Quick Start Colab notebooks by carolinef35 · Pull Request #229 · TRAIS-Lab/dattri

carolinef35 · 2025-12-18T02:42:14Z

Description

Corrected two colab notebooks based on "influence_function_noisy_label.py" and "influence_function_lds.py". The notebooks have descriptive comments and are set up to run in under 5 minutes making their use efficient for new users of the dattri library.

jiaqima · 2025-12-22T04:12:38Z

Thanks for the PR!

@TheaperDeng I'm wondering whether it is better avoiding directly merging notebooks into our repo. We could instead have a README file in this quickstart folder, and link to externally hosted colab notebooks. In this way, users could even directly start running the notebooks by clicking the colab links.

WDYT?

TheaperDeng · 2025-12-22T06:11:51Z

Thanks for the PR!

@TheaperDeng I'm wondering whether it is better avoiding directly merging notebooks into our repo. We could instead have a README file in this quickstart folder, and link to externally hosted colab notebooks. In this way, users could even directly start running the notebooks by clicking the colab links.

WDYT?

I suggest we store our .ipynb files directly in the repository. Since notebooks are text-based (JSON) rather than binary, they are compatible with version control, even if Git diffs can be a bit cluttered. This is standard practice in many major projects; for example: https://github.com/pytorch/pytorch/tree/main/functorch/docs/source/tutorials

To improve accessibility, we can include an "Open in Colab" badge at the top of each notebook using the following snippet:
HTML (This is just an example code block).

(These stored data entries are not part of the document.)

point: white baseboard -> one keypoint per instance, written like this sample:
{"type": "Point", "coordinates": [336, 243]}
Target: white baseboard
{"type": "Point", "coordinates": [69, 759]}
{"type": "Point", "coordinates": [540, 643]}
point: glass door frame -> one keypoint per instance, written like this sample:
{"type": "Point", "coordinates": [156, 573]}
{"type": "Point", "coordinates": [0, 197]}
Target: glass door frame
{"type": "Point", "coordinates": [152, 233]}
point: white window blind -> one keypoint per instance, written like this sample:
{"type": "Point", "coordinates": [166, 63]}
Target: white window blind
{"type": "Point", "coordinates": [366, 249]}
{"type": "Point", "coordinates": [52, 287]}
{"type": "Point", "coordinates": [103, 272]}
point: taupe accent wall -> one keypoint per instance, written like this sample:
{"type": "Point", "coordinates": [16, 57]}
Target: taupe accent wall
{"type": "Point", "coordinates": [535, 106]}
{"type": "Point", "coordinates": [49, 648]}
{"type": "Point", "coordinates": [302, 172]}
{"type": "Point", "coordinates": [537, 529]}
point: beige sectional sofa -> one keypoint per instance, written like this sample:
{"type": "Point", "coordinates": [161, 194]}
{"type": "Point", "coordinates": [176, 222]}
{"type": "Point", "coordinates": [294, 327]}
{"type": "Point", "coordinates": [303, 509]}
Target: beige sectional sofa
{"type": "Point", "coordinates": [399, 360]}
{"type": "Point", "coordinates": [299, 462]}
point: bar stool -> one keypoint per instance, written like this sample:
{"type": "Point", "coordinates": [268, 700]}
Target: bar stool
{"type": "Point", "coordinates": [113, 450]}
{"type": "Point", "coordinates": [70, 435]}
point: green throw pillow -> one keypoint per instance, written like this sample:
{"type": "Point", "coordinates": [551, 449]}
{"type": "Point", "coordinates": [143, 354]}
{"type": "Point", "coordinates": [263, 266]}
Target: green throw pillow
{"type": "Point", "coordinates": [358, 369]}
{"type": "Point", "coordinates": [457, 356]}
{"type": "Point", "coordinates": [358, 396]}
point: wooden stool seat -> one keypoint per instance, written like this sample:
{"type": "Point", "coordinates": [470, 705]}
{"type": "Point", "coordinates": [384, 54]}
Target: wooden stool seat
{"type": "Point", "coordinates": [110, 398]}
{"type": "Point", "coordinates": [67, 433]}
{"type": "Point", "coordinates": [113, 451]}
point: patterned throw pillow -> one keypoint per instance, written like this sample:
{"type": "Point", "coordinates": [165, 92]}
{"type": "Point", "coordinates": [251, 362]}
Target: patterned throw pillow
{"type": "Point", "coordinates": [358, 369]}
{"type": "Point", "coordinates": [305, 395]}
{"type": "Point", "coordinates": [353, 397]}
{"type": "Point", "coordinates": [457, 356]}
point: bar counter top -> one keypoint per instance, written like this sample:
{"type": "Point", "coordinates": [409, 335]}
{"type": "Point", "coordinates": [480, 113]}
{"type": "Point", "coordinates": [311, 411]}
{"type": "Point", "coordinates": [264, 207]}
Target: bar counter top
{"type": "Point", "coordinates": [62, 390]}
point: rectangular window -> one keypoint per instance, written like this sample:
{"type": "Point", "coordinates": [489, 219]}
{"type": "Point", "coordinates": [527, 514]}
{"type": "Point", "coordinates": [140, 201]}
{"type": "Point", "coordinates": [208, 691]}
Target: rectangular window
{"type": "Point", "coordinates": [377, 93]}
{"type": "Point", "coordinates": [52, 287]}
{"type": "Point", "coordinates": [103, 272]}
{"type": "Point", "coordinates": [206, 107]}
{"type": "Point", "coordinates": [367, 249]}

jiaqima · 2025-12-22T06:46:26Z

Thanks for the PR!
@TheaperDeng I'm wondering whether it is better avoiding directly merging notebooks into our repo. We could instead have a README file in this quickstart folder, and link to externally hosted colab notebooks. In this way, users could even directly start running the notebooks by clicking the colab links.
WDYT?

I suggest we store our .ipynb files directly in the repository. Since notebooks are text-based (JSON) rather than binary, they are compatible with version control, even if Git diffs can be a bit cluttered. This is standard practice in many major projects; for example: https://github.com/pytorch/pytorch/tree/main/functorch/docs/source/tutorials

To improve accessibility, we can include an "Open in Colab" badge at the top of each notebook using the following snippet: HTML (This is just an example code block).

Ok. Sounds good.

jiaqima · 2025-12-22T06:50:29Z

Another comment is that do we want to keep the package installation command in the notebook? First, we have provided installation guide in our readme so we could just point the users to that guide or repeat the instructions in a text block in the notebook. Second, the current one-line command (!pip install dattri) itself won't get all dependency ready anyway (e.g., pytorch will still be missing). So it might be misleading.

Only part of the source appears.